My wife is gone all the time.

We've been married 16 years. We have an 11 and 8 year old.

My wife is gone almost every night and every weekend afternoon.

It is one thing after another. She goes drinking and smoking with friends. 

Here two best friends are now divorcing because they have been unfaithful to their husbands.

Right now, she goes to another friend's house several times a day. This friend has cancer, and has no functional family. I can understand her helping her cancer friend, and I can also understand her wanting to go out with her buddies.
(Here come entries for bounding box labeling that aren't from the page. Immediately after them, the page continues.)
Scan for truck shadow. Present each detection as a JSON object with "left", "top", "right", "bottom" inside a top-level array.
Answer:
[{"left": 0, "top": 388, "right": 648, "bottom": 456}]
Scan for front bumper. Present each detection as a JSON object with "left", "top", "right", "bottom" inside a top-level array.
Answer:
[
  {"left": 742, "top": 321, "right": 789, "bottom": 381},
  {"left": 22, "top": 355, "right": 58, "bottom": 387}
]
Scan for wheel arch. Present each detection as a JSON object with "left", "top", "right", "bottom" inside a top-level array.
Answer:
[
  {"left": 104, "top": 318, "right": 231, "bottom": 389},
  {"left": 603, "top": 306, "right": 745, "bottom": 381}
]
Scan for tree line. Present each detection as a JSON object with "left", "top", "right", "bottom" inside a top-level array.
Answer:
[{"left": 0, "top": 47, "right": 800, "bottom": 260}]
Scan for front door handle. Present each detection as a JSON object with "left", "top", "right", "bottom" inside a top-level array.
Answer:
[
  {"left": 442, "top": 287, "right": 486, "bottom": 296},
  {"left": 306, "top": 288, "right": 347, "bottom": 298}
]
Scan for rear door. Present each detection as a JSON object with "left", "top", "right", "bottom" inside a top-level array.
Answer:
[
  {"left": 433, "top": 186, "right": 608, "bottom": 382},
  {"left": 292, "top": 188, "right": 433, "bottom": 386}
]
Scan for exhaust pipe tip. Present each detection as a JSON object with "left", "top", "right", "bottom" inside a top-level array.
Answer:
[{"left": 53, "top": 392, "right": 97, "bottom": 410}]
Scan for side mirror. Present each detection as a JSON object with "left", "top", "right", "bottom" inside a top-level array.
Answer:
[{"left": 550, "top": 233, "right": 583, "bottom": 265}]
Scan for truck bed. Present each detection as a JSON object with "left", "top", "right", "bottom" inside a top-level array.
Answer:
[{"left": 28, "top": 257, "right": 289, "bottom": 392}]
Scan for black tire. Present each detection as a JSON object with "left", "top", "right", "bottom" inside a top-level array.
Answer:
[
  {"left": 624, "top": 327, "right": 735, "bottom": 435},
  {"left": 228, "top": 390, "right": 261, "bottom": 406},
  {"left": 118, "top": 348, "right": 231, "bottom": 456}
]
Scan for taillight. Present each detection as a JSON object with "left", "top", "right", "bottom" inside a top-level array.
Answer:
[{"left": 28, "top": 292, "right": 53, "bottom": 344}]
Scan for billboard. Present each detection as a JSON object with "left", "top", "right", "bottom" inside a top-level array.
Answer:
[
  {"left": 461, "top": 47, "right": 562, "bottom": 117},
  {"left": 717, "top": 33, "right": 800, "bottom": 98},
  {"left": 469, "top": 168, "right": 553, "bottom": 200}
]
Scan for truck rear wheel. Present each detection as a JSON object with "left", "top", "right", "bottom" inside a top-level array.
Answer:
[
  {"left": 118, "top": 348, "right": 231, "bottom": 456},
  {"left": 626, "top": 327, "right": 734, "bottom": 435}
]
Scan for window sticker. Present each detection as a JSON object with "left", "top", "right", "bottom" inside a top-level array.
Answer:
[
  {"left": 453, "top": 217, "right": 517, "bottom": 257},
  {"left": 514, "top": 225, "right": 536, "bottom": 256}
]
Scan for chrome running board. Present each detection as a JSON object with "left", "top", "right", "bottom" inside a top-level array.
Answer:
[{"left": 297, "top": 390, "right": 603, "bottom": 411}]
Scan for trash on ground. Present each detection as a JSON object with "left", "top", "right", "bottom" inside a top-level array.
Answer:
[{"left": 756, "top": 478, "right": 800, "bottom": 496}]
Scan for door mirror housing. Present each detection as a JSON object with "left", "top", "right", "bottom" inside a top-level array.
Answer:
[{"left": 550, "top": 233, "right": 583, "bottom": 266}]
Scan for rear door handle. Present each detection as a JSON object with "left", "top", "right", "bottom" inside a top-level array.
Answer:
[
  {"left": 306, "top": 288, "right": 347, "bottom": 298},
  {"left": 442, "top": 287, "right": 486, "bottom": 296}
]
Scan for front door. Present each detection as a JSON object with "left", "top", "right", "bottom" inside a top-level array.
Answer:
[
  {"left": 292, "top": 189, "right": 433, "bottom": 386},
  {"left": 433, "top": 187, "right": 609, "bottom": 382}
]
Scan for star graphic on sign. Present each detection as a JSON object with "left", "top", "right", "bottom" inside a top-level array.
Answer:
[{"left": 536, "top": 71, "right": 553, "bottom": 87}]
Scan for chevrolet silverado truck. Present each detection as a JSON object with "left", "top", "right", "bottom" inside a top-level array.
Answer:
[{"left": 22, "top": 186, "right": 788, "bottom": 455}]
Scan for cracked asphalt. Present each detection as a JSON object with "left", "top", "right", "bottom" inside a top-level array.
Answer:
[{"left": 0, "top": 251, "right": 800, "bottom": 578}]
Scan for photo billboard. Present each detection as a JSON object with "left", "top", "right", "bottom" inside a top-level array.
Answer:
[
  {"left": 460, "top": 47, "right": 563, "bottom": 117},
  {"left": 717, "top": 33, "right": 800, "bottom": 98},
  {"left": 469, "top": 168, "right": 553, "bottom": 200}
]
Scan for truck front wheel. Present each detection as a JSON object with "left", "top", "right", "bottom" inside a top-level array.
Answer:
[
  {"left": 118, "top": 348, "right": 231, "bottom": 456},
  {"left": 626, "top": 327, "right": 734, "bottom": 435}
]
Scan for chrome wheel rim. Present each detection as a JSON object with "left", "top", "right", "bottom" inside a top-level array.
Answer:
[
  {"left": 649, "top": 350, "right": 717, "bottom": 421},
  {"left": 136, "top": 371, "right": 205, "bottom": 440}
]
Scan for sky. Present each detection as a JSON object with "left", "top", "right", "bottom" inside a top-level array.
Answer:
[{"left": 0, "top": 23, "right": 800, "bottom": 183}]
But I am tired of doing everything on my own. She is a stay at home mom, and we homeschool one of our kids, and she pretty much does nothing. I have to come home from work during the day to help our son with his homework. She does no housework. I do about 90 percent of the laundry, cooking and cleaning. She does almost nothing.

For example, right now the house is cluttered with her scrapbook stuff from her all weekend scrap retreat from last weekend. She brought it in from the car and did not put it up. I really want to take it to the dump. (This is funny: I do all the dishes and laundry. She gripes me for how I do it! So if I put her stuff up, it would cause her to gripe at me.) 
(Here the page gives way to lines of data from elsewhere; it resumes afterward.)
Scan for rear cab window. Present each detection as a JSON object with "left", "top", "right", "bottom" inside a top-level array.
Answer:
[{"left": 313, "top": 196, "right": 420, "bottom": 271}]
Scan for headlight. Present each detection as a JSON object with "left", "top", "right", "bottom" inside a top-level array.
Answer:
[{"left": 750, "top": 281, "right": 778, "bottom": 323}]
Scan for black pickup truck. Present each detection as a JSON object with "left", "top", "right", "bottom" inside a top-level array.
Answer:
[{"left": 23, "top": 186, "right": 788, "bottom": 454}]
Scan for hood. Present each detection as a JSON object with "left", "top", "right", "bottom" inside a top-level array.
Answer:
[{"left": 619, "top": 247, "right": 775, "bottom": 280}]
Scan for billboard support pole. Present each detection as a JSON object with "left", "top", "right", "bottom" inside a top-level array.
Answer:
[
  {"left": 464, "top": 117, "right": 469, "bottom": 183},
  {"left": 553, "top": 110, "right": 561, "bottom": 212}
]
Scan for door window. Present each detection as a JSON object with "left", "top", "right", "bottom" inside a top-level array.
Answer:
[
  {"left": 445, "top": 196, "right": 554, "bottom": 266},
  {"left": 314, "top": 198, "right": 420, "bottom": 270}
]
(As an aside, this scrapping weekend was highlighted with her friend sending one of her men (one of many) to my wife's motel room at 2 am because her husband showed up. Long story short, the police were involved.)

I'm irritated, frustrated, angry, and suspicious. She spent all afternoon with her cancer friend yesterday, and has been over there twice today. (Leaving the kids and me to eat and be alone, of course.)

Tonight, I told her that if she needed a cigarette that badly, she could just smoke at home. (She smokes with her cancer friend.) I also told her that if she needed that much help, she should just pack a bag and move.

That, of course made her mad.

Right now, I don't care if I turn into a controlling jerk. I want my wife home. 

That aside, marriage is not bad. I love my wife. Sex is often and great (which actually makes me a bit more suspicious.)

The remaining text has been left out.